Bull Cancer 2017 Oct 14;104(10):858-868. Epub 2017 Sep 14.

Institut de cancérologie de Lorraine, département de chirurgie, 6, avenue de Bourgogne, 54519 Vandoeuvre-les-Nancy, France; CRAN, UMR 7039, CNRS, université de Lorraine, boulevard des Aiguillettes, 54506 Vandoeuvre-les-Nancy, France. Electronic address:

Aim: The aim of this study was to assess the impact of the preservation of the intercostobrachial nerve on the quality of life of patients operated for breast cancer.

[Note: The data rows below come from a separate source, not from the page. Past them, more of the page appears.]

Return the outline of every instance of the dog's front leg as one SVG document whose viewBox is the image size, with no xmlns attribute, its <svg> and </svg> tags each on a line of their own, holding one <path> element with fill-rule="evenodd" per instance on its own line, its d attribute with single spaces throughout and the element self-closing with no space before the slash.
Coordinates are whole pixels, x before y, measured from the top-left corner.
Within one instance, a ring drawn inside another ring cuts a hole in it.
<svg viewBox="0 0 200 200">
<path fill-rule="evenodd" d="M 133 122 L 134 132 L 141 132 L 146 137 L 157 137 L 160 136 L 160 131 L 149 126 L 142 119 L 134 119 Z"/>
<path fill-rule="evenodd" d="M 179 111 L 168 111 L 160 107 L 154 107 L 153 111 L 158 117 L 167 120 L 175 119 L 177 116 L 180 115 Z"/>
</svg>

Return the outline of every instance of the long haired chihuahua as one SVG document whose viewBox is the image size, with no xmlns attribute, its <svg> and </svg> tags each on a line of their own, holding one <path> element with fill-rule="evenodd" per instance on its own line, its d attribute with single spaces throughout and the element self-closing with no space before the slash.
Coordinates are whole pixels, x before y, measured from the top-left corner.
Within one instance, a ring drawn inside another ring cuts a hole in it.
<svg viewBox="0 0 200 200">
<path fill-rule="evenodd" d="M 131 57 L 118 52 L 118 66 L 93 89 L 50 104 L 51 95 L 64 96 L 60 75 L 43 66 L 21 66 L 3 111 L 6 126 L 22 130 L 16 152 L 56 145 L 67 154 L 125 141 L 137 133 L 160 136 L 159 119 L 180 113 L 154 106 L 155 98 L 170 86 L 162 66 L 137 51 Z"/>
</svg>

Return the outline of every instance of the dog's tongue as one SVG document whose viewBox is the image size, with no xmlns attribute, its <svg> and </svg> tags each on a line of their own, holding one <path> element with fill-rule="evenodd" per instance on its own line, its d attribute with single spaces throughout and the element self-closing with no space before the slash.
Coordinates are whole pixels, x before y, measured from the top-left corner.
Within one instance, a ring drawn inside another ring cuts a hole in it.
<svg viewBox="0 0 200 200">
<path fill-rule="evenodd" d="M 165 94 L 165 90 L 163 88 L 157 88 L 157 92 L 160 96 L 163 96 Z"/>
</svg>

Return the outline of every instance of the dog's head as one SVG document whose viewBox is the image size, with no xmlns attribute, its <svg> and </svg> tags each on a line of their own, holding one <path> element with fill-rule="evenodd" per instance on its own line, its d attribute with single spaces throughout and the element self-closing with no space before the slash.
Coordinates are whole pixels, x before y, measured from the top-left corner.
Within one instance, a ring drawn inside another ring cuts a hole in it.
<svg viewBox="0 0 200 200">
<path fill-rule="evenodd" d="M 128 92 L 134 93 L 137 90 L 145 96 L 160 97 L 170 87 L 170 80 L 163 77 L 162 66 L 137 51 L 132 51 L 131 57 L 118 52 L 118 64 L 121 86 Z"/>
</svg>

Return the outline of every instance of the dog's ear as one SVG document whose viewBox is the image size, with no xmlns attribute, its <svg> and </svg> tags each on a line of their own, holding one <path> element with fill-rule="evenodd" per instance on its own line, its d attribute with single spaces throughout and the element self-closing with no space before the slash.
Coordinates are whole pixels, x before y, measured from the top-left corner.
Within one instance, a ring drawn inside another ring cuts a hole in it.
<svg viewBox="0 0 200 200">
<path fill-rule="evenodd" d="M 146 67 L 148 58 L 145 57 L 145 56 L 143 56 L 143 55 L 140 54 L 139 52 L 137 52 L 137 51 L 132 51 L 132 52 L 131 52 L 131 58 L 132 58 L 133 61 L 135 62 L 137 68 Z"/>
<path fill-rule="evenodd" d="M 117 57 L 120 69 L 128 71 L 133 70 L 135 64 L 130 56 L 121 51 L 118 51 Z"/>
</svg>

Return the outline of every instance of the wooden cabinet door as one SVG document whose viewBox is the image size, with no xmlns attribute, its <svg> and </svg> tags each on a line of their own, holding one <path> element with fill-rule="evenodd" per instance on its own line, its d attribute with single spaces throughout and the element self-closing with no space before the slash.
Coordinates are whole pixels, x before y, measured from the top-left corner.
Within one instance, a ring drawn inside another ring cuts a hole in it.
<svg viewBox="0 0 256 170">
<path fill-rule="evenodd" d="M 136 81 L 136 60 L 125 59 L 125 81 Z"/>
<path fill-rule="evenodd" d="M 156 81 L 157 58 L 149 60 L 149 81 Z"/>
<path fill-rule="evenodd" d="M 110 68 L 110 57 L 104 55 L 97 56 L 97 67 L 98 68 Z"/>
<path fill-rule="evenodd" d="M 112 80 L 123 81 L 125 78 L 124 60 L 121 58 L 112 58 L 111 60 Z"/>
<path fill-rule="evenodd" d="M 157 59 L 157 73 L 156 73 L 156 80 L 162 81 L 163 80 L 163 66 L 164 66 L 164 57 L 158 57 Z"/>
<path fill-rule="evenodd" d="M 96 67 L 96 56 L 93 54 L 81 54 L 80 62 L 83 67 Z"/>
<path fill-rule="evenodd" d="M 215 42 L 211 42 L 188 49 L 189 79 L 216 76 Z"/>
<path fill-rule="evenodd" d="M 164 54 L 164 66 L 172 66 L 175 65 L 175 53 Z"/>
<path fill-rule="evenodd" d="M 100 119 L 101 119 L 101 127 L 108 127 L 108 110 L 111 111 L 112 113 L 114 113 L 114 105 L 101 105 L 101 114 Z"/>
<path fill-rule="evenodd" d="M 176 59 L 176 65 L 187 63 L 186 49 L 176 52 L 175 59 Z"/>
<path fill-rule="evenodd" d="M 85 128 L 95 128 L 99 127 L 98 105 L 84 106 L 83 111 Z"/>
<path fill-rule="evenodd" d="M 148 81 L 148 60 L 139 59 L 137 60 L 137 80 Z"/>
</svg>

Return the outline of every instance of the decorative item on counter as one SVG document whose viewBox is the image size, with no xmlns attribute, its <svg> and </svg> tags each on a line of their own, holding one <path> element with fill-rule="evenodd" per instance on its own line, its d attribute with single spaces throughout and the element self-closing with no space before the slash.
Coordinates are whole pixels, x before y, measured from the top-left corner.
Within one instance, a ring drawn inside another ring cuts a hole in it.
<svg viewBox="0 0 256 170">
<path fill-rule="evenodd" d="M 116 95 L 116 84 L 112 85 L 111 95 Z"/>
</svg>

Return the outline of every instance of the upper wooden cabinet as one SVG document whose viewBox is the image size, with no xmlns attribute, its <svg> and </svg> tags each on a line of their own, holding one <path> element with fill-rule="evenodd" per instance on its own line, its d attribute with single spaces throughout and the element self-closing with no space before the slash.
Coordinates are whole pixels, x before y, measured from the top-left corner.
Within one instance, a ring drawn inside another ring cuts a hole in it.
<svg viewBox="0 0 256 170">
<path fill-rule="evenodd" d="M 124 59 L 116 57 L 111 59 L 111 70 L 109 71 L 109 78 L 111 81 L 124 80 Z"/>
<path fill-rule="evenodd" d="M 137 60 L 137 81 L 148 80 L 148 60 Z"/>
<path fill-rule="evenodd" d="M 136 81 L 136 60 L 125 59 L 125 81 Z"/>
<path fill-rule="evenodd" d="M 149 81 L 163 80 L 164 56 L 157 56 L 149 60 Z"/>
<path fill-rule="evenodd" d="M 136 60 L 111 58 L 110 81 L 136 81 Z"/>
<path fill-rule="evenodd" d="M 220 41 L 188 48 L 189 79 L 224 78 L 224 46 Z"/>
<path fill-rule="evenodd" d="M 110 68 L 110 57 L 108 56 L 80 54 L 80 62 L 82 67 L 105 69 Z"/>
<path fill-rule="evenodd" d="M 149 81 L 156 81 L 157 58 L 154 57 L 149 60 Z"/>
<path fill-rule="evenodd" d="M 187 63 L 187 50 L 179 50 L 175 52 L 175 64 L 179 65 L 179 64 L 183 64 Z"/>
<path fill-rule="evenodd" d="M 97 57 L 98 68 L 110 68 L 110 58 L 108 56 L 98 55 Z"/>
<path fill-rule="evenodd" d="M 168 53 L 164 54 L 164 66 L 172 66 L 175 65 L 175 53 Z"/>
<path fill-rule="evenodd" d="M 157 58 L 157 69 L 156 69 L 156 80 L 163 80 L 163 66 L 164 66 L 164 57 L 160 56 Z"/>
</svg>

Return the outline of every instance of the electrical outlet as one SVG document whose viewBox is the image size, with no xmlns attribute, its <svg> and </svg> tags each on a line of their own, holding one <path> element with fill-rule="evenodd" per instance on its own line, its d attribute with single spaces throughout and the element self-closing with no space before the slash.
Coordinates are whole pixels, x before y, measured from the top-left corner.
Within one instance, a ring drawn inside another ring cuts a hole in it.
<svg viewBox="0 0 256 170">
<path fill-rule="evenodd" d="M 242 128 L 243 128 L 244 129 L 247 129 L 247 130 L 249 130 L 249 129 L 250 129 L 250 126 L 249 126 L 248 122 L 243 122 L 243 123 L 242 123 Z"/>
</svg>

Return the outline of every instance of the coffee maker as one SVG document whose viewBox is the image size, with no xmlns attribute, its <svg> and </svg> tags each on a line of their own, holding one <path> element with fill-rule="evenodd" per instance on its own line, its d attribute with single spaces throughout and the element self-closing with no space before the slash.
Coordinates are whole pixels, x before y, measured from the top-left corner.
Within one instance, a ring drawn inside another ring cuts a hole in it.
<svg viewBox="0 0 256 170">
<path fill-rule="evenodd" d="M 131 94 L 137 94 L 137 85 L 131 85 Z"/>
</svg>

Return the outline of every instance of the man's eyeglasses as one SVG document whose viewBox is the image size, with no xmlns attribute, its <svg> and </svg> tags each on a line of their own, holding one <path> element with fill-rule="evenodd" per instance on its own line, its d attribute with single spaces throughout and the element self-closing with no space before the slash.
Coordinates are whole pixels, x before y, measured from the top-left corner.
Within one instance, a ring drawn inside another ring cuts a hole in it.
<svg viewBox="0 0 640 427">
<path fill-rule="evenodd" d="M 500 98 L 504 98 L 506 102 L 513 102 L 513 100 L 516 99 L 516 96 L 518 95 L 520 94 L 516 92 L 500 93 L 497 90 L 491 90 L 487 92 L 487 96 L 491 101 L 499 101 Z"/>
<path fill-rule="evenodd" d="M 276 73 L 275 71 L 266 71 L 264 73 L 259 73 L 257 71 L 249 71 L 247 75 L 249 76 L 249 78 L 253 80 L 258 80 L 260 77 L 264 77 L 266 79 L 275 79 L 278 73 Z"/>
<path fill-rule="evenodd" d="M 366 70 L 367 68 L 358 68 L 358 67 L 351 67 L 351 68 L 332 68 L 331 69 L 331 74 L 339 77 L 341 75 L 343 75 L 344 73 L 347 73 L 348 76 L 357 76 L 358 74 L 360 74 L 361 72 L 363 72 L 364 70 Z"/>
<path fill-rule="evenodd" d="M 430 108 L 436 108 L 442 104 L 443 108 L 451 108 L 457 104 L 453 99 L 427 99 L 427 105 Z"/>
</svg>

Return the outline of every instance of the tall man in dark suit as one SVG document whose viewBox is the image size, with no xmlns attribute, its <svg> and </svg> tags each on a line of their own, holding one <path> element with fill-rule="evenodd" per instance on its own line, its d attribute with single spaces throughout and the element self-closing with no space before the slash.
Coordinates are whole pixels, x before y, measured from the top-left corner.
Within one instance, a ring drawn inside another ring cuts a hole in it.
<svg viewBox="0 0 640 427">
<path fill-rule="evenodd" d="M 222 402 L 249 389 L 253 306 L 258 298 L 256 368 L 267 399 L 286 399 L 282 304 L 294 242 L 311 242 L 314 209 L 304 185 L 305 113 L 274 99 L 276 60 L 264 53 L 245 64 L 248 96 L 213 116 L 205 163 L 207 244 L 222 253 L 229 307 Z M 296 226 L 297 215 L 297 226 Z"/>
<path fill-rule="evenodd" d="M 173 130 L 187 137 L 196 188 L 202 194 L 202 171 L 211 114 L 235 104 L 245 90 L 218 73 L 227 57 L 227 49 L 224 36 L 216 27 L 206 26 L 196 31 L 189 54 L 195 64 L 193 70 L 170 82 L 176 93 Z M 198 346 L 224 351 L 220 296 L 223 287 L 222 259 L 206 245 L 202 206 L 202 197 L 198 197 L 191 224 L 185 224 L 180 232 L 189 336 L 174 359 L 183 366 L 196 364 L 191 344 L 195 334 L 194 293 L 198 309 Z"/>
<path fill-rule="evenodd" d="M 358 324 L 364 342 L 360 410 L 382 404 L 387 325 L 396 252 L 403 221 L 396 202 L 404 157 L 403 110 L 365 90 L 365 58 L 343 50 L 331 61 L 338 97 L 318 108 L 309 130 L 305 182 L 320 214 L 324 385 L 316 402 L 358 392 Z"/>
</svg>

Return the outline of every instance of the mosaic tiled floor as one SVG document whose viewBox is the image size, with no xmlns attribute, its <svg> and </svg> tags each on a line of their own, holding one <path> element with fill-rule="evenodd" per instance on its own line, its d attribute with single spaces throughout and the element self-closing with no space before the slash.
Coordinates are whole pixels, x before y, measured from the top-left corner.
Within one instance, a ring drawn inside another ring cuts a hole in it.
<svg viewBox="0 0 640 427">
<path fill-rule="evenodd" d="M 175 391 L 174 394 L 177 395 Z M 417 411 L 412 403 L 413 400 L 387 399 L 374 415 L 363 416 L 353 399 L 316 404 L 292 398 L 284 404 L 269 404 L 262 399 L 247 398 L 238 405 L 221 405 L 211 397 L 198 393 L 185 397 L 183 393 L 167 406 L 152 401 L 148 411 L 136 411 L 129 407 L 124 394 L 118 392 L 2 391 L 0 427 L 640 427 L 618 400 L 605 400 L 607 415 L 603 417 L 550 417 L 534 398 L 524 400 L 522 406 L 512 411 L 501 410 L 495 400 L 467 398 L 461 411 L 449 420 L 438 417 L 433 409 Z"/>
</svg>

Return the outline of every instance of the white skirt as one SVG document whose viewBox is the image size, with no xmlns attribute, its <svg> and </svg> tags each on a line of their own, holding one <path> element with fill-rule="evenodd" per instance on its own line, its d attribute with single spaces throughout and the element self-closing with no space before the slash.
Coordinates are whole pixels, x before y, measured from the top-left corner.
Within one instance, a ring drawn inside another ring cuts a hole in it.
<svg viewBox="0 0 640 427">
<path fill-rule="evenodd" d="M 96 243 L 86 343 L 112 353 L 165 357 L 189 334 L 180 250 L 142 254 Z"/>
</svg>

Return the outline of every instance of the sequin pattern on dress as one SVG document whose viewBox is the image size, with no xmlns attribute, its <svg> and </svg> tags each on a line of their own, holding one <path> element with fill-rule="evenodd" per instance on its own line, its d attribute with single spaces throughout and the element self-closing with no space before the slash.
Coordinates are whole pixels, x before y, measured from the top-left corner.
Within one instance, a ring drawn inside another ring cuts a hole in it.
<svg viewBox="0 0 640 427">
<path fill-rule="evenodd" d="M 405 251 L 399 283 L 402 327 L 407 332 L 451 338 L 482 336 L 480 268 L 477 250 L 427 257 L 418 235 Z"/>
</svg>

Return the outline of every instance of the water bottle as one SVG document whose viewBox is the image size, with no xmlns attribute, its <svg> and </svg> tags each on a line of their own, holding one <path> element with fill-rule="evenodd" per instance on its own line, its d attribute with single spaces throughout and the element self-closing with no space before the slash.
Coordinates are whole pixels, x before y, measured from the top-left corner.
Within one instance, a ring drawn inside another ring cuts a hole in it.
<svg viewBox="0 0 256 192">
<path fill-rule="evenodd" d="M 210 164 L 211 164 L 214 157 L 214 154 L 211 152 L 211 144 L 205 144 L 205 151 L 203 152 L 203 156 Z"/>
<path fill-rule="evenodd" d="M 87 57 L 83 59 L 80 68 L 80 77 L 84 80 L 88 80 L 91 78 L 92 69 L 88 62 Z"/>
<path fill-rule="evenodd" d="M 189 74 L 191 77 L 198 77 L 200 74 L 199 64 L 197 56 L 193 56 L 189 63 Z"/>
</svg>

Methods: This study was ancillary to cost comparison study of axillary sentinel lymph node detection and axillary lymphadenectomy in early breast cancer. It was a prospective multicenter, observational, non-randomized study. The quality of life was assessed using two questionnaires: QLQ-C30 and specific module QLQ-BR23 Surveys have been performed before initiation of surgery, one week, and 1 month, 8 months and 12 months after discharge from hospitalization for the first surgical procedure.

Results: Five hundred and seventy-eight patients with preservation of intercostobrachial nerve without axillary lymph node dissection (C- P+), 85 without preservation of nerve and axillary lymph node dissection (C+P-) and 57 with preservation of nerve and axillary lymph node dissection (C+P+) have been included in the study. The changing arm symptoms score was significantly different during follow-up between the three groups (P<0.001). This difference between the two groups C- P+ and C+P+ was significant clinically at one week [16.9, IC95%: 11.9 to 22 (P<0.01)], and persisted for up to 12 months [9.9, IC95%: 3.2 à16.6 (P=0.022)]. There was no difference between the group C+P- and C+P+. Results for physical functioning score were similar.

Conclusion: Preservation of the intercostobral nerve is not associated with better quality of life. Only axillary lymph node dissection has an impact on quality of life.